CVE-2025-31650 is a vulnerability classified under CWE-459 (Incomplete Cleanup) found in Apache Tomcat, a widely used Java-based web server and servlet container. The flaw stems from improper input validation of HTTP priority headers, which are used to indicate the priority of HTTP/2 requests. When Tomcat encounters certain invalid priority headers, it fails to properly clean up resources allocated for the failed request, causing a memory leak. Over time, if an attacker sends a large volume of such malformed requests, the server's memory consumption increases until it triggers an OutOfMemoryException, causing the server to crash or become unresponsive, resulting in a denial of service (DoS). This vulnerability affects Apache Tomcat versions 9.0.76 through 9.0.102, 10.1.10 through 10.1.39, and 11.0.0-M2 through 11.0.5, as well as end-of-life versions 8.5.90 through 8.5.100. The issue does not require any privileges or user interaction, and the attack vector is network-based (remote). The CVSS v3.1 base score is 7.5, reflecting high severity due to the ease of exploitation and impact on availability. No known exploits have been reported in the wild at the time of publication. The Apache Software Foundation has released patched versions 9.0.104, 10.1.40, and 11.0.6 to address this issue.

For European organizations, this vulnerability poses a significant risk to the availability of web services relying on affected Apache Tomcat versions. Many enterprises, government agencies, and service providers in Europe use Apache Tomcat as part of their web infrastructure. A successful exploitation could lead to service outages, disrupting business operations, customer access, and critical online services. This is particularly impactful for sectors such as finance, healthcare, public administration, and e-commerce, where uptime and service reliability are critical. Additionally, denial of service incidents can cause reputational damage and potential regulatory scrutiny under frameworks like GDPR if service disruptions affect data availability or processing. The vulnerability does not directly compromise confidentiality or integrity but can be leveraged as part of a broader attack chain to cause operational disruption.

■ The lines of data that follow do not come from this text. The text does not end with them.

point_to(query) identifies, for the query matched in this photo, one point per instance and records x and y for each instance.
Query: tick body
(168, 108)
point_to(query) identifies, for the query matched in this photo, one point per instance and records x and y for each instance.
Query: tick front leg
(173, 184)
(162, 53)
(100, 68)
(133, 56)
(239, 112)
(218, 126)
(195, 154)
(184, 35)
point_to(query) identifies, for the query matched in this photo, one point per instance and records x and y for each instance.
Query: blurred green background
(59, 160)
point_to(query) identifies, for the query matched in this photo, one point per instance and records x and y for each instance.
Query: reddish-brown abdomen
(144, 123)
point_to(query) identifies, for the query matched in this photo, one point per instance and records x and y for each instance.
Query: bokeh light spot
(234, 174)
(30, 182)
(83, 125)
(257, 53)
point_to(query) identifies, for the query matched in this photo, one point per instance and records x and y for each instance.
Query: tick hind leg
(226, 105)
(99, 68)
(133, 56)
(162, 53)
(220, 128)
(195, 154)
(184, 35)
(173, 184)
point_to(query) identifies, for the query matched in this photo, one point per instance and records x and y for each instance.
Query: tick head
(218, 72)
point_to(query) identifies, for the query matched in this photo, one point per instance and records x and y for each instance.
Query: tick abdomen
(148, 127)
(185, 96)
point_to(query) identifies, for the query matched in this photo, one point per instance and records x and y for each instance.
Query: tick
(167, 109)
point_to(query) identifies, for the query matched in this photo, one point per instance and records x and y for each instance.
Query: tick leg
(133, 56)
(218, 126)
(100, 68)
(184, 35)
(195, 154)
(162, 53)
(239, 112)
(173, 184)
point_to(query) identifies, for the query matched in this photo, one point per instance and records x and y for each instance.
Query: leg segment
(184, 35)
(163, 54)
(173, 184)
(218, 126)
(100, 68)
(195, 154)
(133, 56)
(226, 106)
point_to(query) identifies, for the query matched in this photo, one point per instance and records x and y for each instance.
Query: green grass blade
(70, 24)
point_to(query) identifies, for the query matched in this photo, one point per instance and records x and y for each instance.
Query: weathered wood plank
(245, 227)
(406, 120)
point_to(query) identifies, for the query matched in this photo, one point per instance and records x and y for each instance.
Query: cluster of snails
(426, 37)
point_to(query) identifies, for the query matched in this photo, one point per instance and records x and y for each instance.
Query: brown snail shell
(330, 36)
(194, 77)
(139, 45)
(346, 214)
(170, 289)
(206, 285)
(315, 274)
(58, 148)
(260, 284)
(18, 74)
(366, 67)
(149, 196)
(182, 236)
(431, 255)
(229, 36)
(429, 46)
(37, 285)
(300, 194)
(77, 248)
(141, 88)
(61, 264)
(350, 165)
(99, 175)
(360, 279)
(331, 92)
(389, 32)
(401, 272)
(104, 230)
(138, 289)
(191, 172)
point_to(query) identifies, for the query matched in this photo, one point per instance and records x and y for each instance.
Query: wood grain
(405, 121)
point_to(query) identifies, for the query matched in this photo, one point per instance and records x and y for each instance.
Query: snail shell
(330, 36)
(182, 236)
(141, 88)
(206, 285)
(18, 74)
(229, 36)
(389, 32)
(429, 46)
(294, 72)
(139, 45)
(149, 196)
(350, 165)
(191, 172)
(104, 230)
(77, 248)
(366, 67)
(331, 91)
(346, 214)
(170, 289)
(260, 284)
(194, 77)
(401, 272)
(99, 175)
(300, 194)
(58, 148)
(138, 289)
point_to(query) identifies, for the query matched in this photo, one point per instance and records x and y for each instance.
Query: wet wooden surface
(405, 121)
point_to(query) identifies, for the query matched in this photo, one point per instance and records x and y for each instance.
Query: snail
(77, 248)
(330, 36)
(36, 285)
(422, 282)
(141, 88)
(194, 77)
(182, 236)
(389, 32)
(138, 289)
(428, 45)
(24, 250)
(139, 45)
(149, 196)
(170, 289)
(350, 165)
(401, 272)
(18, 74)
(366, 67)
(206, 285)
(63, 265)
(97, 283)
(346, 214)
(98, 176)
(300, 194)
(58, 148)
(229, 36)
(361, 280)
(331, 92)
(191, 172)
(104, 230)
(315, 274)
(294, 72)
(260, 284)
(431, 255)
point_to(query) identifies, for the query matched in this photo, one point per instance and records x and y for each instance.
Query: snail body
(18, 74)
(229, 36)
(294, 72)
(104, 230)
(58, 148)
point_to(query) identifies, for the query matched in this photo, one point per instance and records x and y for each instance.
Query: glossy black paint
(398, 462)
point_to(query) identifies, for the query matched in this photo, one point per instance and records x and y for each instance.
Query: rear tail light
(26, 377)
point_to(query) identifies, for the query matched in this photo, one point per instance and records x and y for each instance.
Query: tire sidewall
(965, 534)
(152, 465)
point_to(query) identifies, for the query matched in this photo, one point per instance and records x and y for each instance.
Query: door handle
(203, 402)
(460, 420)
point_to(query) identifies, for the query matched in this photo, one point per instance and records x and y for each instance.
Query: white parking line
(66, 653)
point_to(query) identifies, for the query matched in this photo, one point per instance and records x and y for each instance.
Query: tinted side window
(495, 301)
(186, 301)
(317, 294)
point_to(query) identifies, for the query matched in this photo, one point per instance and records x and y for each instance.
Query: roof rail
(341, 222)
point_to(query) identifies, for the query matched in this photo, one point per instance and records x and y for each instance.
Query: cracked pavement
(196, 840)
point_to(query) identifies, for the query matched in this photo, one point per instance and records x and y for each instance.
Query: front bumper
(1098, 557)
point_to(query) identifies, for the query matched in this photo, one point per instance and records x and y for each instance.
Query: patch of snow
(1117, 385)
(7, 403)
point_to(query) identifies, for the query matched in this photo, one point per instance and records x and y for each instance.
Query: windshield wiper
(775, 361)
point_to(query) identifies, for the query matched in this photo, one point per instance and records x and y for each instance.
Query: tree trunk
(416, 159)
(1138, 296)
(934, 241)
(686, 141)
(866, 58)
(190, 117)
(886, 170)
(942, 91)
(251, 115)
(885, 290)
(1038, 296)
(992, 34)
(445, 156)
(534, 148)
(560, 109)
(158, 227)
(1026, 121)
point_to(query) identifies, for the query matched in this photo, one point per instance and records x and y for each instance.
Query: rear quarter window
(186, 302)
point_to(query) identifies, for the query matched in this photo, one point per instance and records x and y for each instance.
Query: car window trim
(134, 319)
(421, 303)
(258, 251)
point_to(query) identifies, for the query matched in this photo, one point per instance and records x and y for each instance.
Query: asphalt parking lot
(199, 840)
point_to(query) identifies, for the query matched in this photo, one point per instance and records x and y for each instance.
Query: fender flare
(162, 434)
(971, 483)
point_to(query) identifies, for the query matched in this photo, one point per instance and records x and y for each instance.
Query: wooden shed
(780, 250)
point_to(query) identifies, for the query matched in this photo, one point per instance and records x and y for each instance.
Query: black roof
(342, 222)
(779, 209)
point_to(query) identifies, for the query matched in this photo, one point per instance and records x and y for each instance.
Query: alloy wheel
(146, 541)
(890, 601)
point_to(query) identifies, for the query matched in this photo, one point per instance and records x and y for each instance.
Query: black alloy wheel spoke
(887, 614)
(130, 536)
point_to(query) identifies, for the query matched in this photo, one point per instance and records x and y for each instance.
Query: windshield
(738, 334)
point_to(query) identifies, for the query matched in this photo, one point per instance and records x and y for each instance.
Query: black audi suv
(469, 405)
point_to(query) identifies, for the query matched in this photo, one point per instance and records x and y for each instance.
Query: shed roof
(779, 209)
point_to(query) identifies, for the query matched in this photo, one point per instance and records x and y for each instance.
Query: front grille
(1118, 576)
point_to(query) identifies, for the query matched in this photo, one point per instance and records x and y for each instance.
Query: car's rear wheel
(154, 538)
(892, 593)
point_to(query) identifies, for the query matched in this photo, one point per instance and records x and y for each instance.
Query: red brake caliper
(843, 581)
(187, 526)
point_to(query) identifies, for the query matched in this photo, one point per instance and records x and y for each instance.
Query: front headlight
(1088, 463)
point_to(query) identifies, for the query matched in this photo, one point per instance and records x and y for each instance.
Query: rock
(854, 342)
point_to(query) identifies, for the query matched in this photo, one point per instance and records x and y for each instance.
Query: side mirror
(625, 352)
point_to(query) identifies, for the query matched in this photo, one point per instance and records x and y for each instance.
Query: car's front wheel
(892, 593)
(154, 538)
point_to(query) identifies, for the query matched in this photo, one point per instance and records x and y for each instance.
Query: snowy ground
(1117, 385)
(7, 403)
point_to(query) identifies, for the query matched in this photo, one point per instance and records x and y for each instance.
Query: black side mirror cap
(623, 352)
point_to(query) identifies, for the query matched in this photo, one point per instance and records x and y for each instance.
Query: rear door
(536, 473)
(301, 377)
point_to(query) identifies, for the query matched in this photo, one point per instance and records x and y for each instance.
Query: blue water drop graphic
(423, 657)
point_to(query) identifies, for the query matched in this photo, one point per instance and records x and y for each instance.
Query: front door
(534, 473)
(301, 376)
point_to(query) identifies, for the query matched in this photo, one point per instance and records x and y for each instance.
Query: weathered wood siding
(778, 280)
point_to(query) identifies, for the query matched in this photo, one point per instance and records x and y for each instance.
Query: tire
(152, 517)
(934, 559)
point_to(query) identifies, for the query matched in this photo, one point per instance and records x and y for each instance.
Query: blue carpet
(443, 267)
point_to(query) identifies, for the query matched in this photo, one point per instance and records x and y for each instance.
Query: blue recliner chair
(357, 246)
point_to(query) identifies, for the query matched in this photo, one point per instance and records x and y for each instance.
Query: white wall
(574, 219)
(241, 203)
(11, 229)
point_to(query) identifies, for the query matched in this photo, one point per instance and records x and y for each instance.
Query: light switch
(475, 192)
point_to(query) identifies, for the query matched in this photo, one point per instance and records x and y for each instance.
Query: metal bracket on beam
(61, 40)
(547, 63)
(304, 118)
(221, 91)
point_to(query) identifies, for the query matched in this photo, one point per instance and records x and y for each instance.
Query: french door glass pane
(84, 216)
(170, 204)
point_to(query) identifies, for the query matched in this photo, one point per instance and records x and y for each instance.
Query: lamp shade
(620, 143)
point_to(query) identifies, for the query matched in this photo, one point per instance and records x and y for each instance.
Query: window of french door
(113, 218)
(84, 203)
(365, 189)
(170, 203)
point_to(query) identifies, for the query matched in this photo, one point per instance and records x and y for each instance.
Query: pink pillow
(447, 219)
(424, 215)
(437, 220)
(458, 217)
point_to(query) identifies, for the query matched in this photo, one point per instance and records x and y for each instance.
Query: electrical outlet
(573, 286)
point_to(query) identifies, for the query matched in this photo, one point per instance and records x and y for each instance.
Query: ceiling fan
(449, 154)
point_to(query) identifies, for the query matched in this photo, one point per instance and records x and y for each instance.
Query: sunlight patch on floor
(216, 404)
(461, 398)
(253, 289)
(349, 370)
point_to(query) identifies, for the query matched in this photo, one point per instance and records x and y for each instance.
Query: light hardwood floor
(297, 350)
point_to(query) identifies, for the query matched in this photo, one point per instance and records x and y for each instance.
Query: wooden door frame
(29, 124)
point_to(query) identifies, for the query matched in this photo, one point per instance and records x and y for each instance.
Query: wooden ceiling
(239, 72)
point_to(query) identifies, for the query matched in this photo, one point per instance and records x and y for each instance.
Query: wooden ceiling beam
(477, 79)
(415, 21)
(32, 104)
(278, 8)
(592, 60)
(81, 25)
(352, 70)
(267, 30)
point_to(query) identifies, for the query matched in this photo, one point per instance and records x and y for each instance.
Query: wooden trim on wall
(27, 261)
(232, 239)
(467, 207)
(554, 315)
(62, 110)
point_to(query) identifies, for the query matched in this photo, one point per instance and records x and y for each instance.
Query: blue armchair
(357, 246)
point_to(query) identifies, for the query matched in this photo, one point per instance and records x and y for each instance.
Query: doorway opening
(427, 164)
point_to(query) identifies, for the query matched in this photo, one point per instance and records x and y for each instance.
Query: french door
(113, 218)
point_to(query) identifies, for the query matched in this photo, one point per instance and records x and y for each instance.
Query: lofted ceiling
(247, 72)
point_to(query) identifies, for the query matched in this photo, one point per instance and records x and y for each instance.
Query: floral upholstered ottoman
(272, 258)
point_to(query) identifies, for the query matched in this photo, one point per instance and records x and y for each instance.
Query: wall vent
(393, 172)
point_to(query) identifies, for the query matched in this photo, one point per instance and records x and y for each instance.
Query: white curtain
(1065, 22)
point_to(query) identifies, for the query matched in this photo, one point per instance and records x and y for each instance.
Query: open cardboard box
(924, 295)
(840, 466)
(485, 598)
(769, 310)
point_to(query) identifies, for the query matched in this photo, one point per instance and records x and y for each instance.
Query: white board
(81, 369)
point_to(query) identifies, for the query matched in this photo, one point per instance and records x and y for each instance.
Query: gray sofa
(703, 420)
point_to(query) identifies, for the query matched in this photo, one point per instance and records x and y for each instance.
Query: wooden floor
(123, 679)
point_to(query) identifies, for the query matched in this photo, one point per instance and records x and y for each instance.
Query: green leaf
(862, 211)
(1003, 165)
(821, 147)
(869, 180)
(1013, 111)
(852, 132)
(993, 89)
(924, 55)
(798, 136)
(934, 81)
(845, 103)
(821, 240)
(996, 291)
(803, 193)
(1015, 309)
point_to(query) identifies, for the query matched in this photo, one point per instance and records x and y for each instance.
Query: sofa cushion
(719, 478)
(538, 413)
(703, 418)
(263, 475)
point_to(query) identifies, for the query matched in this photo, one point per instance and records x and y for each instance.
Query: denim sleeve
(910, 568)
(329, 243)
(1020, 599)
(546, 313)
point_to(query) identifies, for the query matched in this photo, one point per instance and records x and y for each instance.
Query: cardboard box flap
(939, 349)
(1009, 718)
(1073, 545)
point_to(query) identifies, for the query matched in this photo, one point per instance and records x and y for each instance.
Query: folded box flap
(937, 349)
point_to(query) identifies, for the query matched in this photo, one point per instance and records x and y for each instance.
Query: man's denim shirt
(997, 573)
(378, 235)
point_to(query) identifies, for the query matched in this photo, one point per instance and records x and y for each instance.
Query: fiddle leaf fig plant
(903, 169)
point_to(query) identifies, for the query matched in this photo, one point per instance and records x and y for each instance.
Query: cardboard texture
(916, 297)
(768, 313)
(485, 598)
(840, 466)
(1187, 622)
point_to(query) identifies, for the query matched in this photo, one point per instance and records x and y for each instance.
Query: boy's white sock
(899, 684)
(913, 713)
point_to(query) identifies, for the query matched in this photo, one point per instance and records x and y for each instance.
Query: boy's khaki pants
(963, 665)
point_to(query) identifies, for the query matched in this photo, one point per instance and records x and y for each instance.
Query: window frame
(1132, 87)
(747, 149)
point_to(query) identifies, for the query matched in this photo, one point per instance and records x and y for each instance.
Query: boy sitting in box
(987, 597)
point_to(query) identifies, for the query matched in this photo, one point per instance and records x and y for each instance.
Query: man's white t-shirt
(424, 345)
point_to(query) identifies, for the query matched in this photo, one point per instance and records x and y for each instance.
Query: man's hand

European organizations should prioritize upgrading affected Apache Tomcat instances to the patched versions 9.0.104, 10.1.40, or 11.0.6 as soon as possible. In environments where immediate upgrade is not feasible, implementing network-level protections such as rate limiting and filtering malformed HTTP/2 priority headers can help mitigate the risk of memory exhaustion. Monitoring server memory usage and setting up alerts for abnormal consumption patterns can provide early warning signs of exploitation attempts. Employing Web Application Firewalls (WAFs) with updated signatures to detect and block suspicious HTTP/2 traffic is recommended. Additionally, organizations should review their incident response plans to include scenarios involving denial of service via resource exhaustion. Regularly auditing and inventorying Tomcat versions across the infrastructure will ensure no vulnerable instances remain unpatched.